NAME
Data::Checker - a framework for checking data validity
SYNOPSIS
use Data::Checker;
$obj = new Data::Checker;
DESCRIPTION
A commonly performed task is to have a set of data that you want to
validate. Given a set of elements, you want to test each to make sure
that it is valid, and then break the set into two groups: the group that
is valid, and the group that is not. With the group that is not valid,
you usually want an error message associated with that element so you
can see why it is not valid.
Although this is an extremely common task, there isn't a convenient
framework for expressing these tests in, which means that every time you
want to do this kind of testing, you not only have to write the
functions for doing the tests, you also have to write the entire
framework as well.
This module was written to provide the framework around the tests. A
number of common test functions are provided, or you can write your own,
and the framework will take care of the rest.
The framework includes the following commonly desired functionality:
Automatic handling of the testing
A list of elements is passed in to the framework, and it will
automatically apply the tests and split the elements into sets of
passing and failing elements.
Running tests in parallel
Many times, testing a piece of data may take a significant amount of
time, and running them in parallel can greatly speed up the process.
This framework allows you to run any number of the tests in
parallel, or you can run them serially one at a time.
Support for warnings and information messages
Sometimes you want some tests to produce warnings or just
informational messages for an element, but to still consider them as
having passed the test.
The level for each test can be specified so that a failure produces
an informational notice, a warning, or an error. Only an error means
that the element fails the test.
BASE METHODS
new
$obj = new Data::Checker;
This creates a new data check framework.
version
$vers = $obj->version;
This returns the version of this module.
parallel
$obj->parallel($n);
In many cases, tests can be run in parallel to speed things up. By
default, all tests will be run serially (one at a time) but that
behavior can be changed using this method. $n must be a positive
integer (or zero):
$n=1 All tests are run serially. This is the default.
$n>1 $n tests will run at a time.

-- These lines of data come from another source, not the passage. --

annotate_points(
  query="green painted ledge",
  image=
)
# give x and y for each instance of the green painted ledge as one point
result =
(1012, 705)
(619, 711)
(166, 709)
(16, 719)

If there are more
elements than this, one will have to finish before
another will start.
$n=0 All of the elements will be tested at the same time.
check
($pass,$fail,$warn,$info) = $obj->check($data,$check,$check_opts);
This is the function which actually performs the checks. It takes a
set of elements ($data) and verifies them using the checks specified
by $check and $check_opts. It returns a list of elements that pass
the check and a list that fail the check. In addition, informational
notes and warnings about the elements may also be returned.
The data is passed in as a single data structure ($data) as
described below in the "SPECIFYING DATA" section.
$check specifies what function to use to perform a check. It will be
used to test an individual element to determine whether it passes or
fails a check. This is described below in the "CHECK FUNCTION"
section.
$check_opts is a hashref that contains options specifying exactly
how the check is to be performed, and it will be passed to the check
function. This is described more fully below in the "CHECK OPTIONS"
section.
SPECIFYING DATA
Data is passed in to the check method in one of two forms.
The simplest form is a listref. For example:
$data = [ 'cow', 'horse', 'zebra', 'oak' ]
Many tests do not require any more than this. For these, elements that
pass are returned also as a listref. Order is NOT preserved in the
output ($pass and $fail).
Some tests however rely on a description of each element, and for these,
the data is passed in as a hashref where each key is one data element
and the value is a description of the elements (which will typically be
a hashref, but might be a scalar, a listref, or some other type of
description, and will be documented with the function doing the check).
For example:
$data = { 'apple' => { 'type' => 'fruit',
'color' => 'red' },
'pear' => { 'type' => 'fruit',
'color' => 'yellow' },
'bean' => { 'type' => 'vegetable',
'color' => 'green' }
}
As mentioned, the exact form of the description will be documented with
the function that is used to do the checks.
When data is passed in as a hashref, the list of elements that pass is
also a hashref with the description fully preserved.
CHECK FUNCTION
All checks are performed by a function which takes a single element and
tests it to see if it passes. It may perform only a single check on an
element, or multiple checks.
All check functions take the same set of arguments, and all return the
same set of values.
The $check argument in the check method provides a pointer to where the
check function can be found.
$check can be a coderef, in which case you are passing the check
function in directly. Alternately, $check can be a string naming the
check function, or the namespace where it is found.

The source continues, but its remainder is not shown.